Deriving new continuous variable out of logistic regression coefficients - python-3.x

I have a set of independent variables X and set of values of dependent variable Y. The task at hand is binomial classification, i.e. predict whether debtor will default on his debt (1) or not (0).
After filtering out statistically insignificant variables and variables that bring about multicollinearity I am left with following summary of logistic regression model:
Accuracy ~0.87
Confusion matrix [[1038 254]
[72 1182]]
Parameters Coefficients
intercept -4.210
A 5.119
B 0.873
C -1.414
D 3.757
Now, I convert these coefficients into new continuous variable "default_probability" via log odds_ratio, i.e.
import math
e = math.e
power = (-4.210*1) + (A*5.119) + (B*0.873) + (C*-1.414) + (D*3.757)
default_probability = (e**power)/(1+(e**power))
When I divide my original dataset into quartiles according to this new continuos variable "default_probability", then:
1st quartile contains 65% of defaulted debts (577 out of 884 incidents)
2nd quartile contains 23% of defaulted debts (206 out of 884 incidents)
3rd quartile contains 9% of defaulted debts (77 out of 884 incidents)

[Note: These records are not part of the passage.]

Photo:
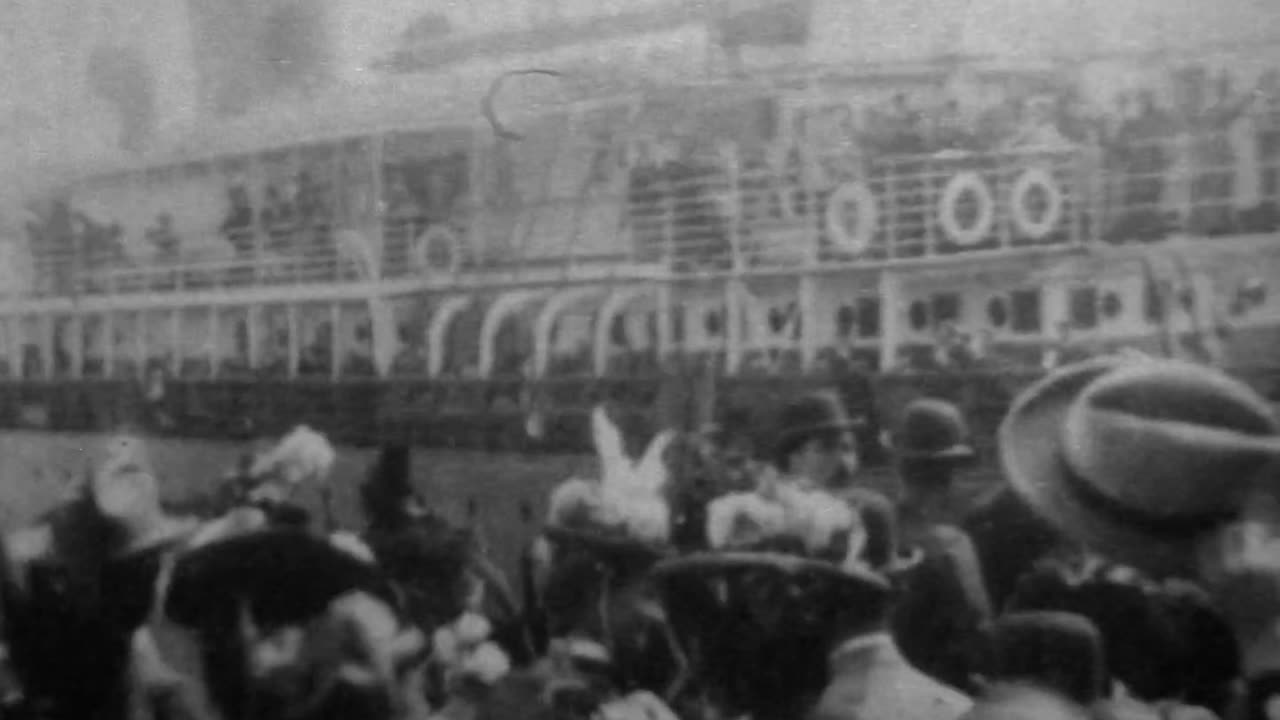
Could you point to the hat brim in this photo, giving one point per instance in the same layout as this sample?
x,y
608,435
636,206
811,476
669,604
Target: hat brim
x,y
808,431
607,545
959,454
717,563
1033,459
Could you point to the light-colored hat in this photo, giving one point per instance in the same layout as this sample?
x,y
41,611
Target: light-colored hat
x,y
1139,458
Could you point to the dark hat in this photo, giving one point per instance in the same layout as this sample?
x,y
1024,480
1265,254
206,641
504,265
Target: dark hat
x,y
284,575
932,429
883,551
810,414
1138,458
392,470
1060,651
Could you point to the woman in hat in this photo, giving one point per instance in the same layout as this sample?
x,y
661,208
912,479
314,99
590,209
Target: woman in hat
x,y
1169,466
816,443
940,616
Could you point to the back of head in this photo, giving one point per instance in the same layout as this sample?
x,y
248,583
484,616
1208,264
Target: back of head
x,y
1059,651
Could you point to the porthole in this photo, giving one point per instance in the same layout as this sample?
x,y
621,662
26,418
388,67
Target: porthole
x,y
845,320
997,311
1111,305
712,322
919,315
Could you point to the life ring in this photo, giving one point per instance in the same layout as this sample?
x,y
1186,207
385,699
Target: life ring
x,y
868,217
1027,224
956,187
432,238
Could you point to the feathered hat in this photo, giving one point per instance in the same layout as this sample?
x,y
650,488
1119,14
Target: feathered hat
x,y
789,528
301,456
626,510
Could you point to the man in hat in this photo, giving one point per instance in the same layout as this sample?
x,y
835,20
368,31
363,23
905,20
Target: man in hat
x,y
871,677
1168,466
940,618
816,441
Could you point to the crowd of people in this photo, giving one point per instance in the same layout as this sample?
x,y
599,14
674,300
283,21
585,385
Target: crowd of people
x,y
1124,566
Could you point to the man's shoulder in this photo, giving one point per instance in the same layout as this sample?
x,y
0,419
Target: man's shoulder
x,y
891,691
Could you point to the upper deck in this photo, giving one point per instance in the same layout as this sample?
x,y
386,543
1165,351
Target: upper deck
x,y
746,180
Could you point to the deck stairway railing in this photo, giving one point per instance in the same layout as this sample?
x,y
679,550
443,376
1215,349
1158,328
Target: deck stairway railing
x,y
732,214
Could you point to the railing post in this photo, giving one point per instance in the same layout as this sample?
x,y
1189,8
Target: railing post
x,y
890,294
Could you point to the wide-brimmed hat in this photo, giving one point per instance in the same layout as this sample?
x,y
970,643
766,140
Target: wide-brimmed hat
x,y
813,413
932,429
609,546
1138,458
284,577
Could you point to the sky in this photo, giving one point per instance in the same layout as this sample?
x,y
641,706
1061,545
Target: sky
x,y
46,113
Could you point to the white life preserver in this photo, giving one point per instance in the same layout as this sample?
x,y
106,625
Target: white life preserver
x,y
425,244
868,217
964,182
1027,181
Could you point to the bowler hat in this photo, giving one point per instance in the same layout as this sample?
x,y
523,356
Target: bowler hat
x,y
1138,458
810,414
932,429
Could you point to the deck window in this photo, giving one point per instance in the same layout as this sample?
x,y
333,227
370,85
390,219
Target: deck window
x,y
1084,308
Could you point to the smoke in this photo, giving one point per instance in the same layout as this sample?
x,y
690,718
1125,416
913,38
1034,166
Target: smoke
x,y
124,80
247,51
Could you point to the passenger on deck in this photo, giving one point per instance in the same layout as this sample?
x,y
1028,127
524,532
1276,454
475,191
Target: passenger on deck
x,y
1038,131
164,240
238,224
278,219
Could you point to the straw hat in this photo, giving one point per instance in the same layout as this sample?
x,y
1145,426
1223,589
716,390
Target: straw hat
x,y
1139,458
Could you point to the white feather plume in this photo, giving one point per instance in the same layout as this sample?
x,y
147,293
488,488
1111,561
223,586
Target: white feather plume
x,y
351,543
301,455
629,495
743,518
780,509
608,443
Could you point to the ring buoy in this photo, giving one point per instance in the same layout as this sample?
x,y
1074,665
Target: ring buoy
x,y
868,217
429,242
1028,181
956,187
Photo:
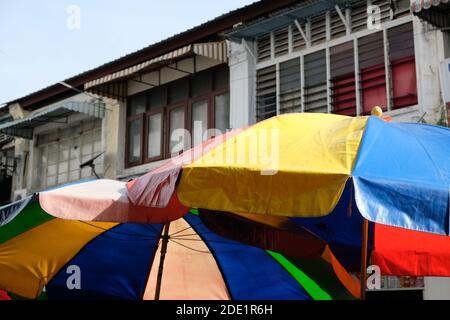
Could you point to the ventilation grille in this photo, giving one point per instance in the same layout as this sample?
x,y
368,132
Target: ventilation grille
x,y
336,25
315,82
290,88
298,42
318,29
264,47
342,68
281,39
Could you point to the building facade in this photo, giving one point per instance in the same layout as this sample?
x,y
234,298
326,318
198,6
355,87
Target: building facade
x,y
128,116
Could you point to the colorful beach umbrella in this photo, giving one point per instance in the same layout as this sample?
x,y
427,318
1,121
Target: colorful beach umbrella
x,y
299,165
181,260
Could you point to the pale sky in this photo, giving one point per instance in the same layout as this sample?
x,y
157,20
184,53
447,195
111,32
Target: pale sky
x,y
40,43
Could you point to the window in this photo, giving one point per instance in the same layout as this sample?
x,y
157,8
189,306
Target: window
x,y
324,78
154,135
201,83
403,66
177,138
199,120
315,85
342,69
58,155
318,29
178,91
192,104
137,104
266,101
290,86
298,42
372,72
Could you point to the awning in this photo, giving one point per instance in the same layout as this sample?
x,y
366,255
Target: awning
x,y
436,12
24,127
212,50
283,18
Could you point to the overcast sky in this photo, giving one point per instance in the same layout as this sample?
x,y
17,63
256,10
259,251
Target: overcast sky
x,y
42,42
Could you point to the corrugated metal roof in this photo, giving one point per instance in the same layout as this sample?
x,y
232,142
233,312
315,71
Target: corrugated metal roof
x,y
284,17
212,50
155,45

4th quartile contains 3% of defaulted debts (24 out of 884 incidents)
At the same time:
overall quantity of debtors in 1st quartile - 1145
overall quantity of debtors in 1st quartile - 516
overall quantity of debtors in 1st quartile - 255
overall quantity of debtors in 1st quartile - 3043
I wanted to use "default probability" to surgically remove the most problematic credits by imposing the business-rule "no credit to the 1st quartile", but now I wonder whether it is "surgical" at all (by this rule I will lose (1145 - 577 = 568 "good" clients) and overall is it mathematically/logically correct to derive new continuous variables for the dataset out of the coefficients of logistic regression by the line of reasoning described above?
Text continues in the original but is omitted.